May/1998
SLEEP THIEVES: AN EYE-OPENING EXPLORATION INTO THE SCIENCE & MYSTERIES OF SLEEP
Stanley Coren
(Free Press Paperbacks, 1996, 304 pages, paperback, $12)

Reviewed by Lynne Lamberg

"It is obvious that we can and do cheat on the amount of sleep we have to accommodate to technological and societal demands," writes Coren, professor of psychology at the University of British Columbia in Vancouver, Canada. "Unfortunately," he adds, "such cheating can ultimately make us clumsy, stupid, unhappy, and dead."

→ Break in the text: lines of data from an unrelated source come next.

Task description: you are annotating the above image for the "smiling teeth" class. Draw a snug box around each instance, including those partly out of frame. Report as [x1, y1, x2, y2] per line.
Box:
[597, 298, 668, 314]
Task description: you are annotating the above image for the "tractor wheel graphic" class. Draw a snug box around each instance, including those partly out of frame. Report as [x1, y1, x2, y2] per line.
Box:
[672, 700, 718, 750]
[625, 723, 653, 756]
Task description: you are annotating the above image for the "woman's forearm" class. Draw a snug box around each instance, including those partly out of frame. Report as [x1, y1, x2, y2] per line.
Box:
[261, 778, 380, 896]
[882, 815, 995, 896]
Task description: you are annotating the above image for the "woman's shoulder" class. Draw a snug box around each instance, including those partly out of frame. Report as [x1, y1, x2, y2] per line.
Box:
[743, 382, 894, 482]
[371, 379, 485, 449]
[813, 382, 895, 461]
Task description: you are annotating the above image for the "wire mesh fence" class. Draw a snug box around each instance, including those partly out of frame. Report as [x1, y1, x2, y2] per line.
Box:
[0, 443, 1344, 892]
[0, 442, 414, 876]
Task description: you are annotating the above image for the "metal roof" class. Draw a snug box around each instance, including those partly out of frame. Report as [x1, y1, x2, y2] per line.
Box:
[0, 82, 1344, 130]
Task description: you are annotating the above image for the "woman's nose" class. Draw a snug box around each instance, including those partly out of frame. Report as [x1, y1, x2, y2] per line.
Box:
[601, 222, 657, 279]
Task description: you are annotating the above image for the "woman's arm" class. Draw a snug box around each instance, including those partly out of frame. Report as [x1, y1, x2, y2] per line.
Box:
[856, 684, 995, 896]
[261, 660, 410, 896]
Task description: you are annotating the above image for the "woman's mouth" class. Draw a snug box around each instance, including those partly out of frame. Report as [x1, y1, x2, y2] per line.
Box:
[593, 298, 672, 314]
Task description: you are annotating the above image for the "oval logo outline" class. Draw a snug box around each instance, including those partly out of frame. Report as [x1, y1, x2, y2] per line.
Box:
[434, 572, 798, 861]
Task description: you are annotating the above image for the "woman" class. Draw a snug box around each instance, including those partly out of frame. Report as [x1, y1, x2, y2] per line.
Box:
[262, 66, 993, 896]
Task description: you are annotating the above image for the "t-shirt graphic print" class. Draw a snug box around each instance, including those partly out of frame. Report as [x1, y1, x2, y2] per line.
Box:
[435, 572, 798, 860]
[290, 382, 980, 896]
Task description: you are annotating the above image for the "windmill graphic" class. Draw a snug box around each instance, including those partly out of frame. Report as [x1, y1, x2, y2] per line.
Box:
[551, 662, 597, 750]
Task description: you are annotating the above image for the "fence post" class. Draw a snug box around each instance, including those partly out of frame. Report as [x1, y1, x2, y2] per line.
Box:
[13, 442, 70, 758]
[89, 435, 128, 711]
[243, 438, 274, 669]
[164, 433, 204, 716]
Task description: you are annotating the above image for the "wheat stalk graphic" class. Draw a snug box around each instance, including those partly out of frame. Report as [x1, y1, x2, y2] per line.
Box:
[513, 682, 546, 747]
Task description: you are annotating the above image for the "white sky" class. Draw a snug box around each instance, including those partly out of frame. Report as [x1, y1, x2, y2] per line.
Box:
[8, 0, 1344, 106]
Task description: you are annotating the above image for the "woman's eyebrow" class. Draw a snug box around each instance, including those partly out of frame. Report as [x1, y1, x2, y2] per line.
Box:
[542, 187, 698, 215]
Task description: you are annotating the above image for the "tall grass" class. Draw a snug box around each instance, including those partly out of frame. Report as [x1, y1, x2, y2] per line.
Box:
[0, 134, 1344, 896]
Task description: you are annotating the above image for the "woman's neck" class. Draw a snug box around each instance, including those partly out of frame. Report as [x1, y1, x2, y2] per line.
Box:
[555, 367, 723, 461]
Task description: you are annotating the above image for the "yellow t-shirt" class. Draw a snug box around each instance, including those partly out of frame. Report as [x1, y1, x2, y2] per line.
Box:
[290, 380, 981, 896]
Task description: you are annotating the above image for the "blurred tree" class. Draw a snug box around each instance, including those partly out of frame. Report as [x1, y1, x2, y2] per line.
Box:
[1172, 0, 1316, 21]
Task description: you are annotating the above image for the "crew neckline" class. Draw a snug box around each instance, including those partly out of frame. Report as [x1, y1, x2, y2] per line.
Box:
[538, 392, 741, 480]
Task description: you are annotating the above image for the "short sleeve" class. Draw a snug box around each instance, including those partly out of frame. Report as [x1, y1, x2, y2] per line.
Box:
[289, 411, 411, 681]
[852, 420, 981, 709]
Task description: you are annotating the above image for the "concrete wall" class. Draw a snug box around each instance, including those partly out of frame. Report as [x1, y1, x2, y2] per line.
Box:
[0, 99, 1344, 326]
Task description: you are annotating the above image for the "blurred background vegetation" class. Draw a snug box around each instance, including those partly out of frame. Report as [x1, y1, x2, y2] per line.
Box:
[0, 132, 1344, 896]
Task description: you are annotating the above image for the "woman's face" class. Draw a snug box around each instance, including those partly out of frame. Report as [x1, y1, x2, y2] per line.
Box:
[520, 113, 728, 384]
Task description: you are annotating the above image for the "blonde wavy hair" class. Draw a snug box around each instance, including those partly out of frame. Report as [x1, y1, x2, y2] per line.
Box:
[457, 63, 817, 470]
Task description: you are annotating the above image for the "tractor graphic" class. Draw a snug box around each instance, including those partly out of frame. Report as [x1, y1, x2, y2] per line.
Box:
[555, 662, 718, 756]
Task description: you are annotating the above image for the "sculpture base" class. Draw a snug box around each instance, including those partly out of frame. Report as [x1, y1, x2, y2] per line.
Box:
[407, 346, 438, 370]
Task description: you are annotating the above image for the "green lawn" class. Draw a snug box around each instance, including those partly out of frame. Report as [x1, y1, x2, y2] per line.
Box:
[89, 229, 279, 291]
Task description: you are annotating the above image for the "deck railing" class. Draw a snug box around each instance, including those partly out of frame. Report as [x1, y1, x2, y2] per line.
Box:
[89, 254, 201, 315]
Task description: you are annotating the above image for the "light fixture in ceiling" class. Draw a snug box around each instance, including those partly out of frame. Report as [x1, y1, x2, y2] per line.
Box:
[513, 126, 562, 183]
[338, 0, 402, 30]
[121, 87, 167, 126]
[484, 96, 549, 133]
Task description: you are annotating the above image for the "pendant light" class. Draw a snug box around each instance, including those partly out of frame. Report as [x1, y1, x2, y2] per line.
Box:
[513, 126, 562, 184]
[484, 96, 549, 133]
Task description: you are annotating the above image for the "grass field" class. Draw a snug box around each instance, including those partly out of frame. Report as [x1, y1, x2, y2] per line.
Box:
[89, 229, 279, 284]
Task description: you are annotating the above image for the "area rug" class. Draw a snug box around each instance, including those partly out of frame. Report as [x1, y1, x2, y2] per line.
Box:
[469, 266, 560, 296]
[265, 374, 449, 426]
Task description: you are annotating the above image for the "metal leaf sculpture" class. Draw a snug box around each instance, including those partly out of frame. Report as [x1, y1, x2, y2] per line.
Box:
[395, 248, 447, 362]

In this polished and engaging book, Coren describes the toll sleep deprivation exacts from rats (who die when deprived of sleep for 3 weeks) to humans. He counters the oft-told tale that 17-year-old Randy Gardner suffered no ill effects in his 11 day marathon without sleep in 1964 to earn a place in the Guinness Book of World Records. Coren charts the day-by-day impact on Randy, as documented by John Ross of the US Navy Medical Neuropsychiatric Research Unit in San Diego: trouble focusing his eyes on day 2, hallucinations on day 4, and slurred speech and a short attention span by the last day. This, despite Randy's ability to beat a sleep researcher in a game of pinball.

Coren rode with the driver of an 18-wheeler, interviewed young doctors on call and medical school deans, visited a factory and talked to workers on the graveyard shift, spoke to pilots, and more. He spent 7 weeks trying to cut his own nightly sleep from 8 hours to 5.5 hours, finding that his mood and productivity plummeted.

He describes daily cycles in alertness and sleepiness, the impact of sleep loss on teenagers, the effect of various foods on sleep, and the cost of sleepiness to society.

The book includes a small number of footnotes, a brief general bibliography, and an index. Good reporting, and good writing.